Olağanüstü Koşullar – Güneş Gümüş
Maraş depreminin ilk gününden itibaren bölgedeki örgütlenmemiz üzerinden Sosyalist Emekçiler Partisi olarak emekçi halkla dayanışmak için deprem seferberliğinin bir parçası olduk. Ben de 7 gün boyunca Nurdağı, Narlı, Pazarcık, Adıyaman ve Urfa’da depremin yıkımına karşı oluşturduğumuz kriz masamızın faaliyetlerine katıldım. Elbette ki bu süreç rejimin çürümüşlüğüne, devletin içinin boşaltılmışlığına, halkın öfkesine dair muazzam deneyimlerle dolu.
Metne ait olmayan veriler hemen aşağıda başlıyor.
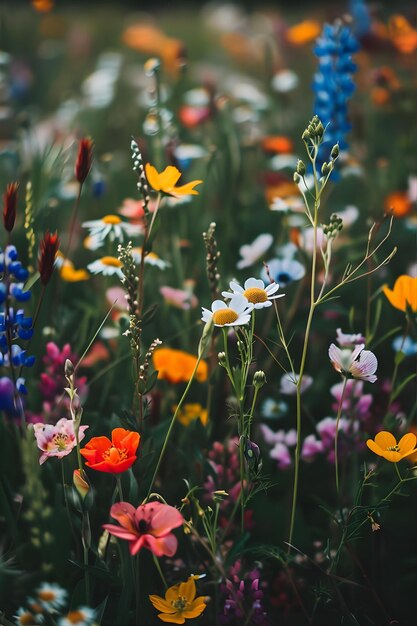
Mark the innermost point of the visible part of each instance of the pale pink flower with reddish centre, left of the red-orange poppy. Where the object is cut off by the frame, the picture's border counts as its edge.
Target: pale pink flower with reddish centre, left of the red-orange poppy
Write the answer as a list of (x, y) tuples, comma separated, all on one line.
[(56, 440)]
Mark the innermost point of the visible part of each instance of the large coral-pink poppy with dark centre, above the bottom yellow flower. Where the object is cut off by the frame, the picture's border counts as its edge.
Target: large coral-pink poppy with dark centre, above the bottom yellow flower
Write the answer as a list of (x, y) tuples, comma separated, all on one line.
[(149, 526)]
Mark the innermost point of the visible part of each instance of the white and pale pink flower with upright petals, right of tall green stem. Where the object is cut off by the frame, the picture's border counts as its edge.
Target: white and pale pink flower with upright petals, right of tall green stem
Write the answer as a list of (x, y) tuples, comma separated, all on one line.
[(358, 363)]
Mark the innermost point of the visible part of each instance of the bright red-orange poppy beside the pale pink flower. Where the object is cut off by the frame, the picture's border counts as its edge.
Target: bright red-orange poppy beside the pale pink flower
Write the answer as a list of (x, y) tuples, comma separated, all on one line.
[(115, 456)]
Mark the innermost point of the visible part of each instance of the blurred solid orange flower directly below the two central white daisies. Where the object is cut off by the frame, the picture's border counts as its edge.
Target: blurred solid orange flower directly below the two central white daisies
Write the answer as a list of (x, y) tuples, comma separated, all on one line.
[(177, 366)]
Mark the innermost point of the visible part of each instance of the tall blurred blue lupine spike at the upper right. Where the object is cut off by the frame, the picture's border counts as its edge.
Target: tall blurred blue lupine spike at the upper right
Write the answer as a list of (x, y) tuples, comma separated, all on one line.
[(333, 85)]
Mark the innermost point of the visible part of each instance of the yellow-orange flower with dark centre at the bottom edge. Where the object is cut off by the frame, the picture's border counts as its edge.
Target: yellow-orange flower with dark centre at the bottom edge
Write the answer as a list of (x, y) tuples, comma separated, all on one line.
[(180, 603)]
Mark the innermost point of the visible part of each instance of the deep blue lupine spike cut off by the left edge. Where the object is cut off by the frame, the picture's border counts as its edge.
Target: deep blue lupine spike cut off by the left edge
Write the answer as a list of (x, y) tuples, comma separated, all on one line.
[(14, 325)]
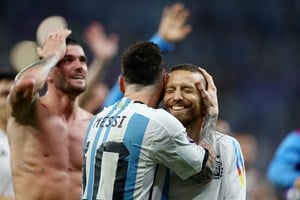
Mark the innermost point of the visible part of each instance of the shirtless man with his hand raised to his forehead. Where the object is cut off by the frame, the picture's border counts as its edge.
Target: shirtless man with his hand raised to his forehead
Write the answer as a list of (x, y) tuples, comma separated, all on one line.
[(46, 132)]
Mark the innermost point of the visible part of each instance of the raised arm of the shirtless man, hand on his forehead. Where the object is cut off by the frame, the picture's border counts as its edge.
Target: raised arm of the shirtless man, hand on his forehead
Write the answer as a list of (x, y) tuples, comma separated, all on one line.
[(31, 80)]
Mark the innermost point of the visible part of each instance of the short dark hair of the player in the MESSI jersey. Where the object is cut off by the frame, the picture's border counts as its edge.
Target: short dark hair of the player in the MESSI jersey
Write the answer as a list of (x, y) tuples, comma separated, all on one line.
[(142, 63)]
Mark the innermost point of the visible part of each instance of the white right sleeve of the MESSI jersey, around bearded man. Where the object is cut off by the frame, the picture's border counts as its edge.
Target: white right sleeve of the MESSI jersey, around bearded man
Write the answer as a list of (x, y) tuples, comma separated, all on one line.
[(171, 147)]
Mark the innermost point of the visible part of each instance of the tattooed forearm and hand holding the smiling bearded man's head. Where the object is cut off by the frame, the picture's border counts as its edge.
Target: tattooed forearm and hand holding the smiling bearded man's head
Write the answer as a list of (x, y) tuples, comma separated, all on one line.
[(207, 140)]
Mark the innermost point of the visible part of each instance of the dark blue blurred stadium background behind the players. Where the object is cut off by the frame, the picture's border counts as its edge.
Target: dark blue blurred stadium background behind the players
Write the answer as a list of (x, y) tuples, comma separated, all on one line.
[(250, 47)]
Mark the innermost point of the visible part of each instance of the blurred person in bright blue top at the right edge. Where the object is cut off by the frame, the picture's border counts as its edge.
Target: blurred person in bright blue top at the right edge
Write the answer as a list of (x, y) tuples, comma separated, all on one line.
[(284, 168)]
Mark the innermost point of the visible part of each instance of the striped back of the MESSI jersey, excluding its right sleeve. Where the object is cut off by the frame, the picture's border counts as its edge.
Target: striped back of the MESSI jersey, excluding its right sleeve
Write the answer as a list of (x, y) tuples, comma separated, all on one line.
[(120, 152)]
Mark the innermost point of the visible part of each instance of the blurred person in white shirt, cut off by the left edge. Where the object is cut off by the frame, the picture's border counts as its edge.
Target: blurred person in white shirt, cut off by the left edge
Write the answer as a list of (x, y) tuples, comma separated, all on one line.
[(6, 186)]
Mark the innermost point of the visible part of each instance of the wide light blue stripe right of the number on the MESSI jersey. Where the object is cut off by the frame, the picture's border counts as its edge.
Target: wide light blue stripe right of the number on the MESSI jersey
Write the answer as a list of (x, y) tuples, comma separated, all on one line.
[(133, 140)]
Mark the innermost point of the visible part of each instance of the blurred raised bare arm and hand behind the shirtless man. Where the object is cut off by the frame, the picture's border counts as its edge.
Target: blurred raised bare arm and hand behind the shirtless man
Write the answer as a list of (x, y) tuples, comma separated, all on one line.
[(104, 48)]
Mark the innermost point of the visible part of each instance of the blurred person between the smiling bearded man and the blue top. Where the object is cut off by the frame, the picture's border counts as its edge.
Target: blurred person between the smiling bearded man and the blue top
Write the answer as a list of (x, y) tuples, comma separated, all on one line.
[(258, 187)]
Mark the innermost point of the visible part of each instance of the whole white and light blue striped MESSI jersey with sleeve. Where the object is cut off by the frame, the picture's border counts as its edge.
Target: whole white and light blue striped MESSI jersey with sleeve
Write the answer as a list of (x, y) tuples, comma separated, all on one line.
[(124, 146)]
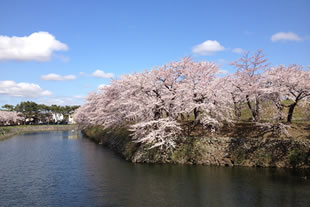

Ancak bu yazıda meselenin başka bir boyutunu ele alarak bunca acı içinden farklı bir dünyayı kurma kapasitemize dair insanın içini ısıtan imkanları tartışmak istiyorum.
Bugün; bırakalım ortalama vatandaşı, sosyalizme sempati duyan kitleler bile devrim ve sosyalizm fikrinin hayata geçmesi mümkün olmayan idealler olduğunu düşünür. Çünkü yanı başında yıllardır tanıdığı, bildiği insanların değişebileceğine inanmaz; çünkü kapitalist düzenin hizmetindeki devletlerin bir devrime izin vermeyecek kadar güçlü olduğunu düşünür. Bugüne bakarak karamsarlığa kapılır. Oysa ki tarih, bugünden ibaret değildir; bu çürümüş düzenin hükmünü yerle yeksan eden olağanüstülüklerle doludur.
Kapitalizmin doğasında olağanüstülükler yaratmaya meyil vardır bir kere. Sermayenin ulusal sınırları aşan açgözlülüğü ülkeleri büyük savaş ve yıkımlarda karşı karşıya getirir; daha zayıf ülkelerin işgaline kadar saldırganlık uzanabilir. Savaşlar ve büyük doğal afetler “para, para, para”dan başka bir şey düşünemeyenlerin düzeninde büyük insani, doğal yıkımlara dönüşür. Hele ki az gelişmiş ülkelerin çarpık kapitalizmlerinde kapitalistlerin asalaklığı, yolsuzluğa batışı ve kifayetsizliği altında savaş ve afetler daha büyük insani ve doğal felaketlere yaratır. Ortaya çıkan olağanüstü koşulların çapı büyüdükçe kapitalist düzenin ve onun hizmetindeki devletlerin müdahale kapasitesi giderek daralır. Burjuva siyasetin şan, şöhret, zenginlik sunan imkanları ortadan kalkıp sahayı halkın derin öfkesi sardığında düzenin eski efendilerinin sırra kadem bastığını görürsünüz. Bu olağanüstü durumlarda var olan iktidar boşluğunda devrimcilerin alternatif bir önderlik üretme ve halkla bütünleşme konusunda sıçrama yapabileceği koşullar oluşur. Yeter ki bu olağanüstü zamanlarda alternatifi örgütleyecek kapasite ve siyasal çizgi onlarda olsun.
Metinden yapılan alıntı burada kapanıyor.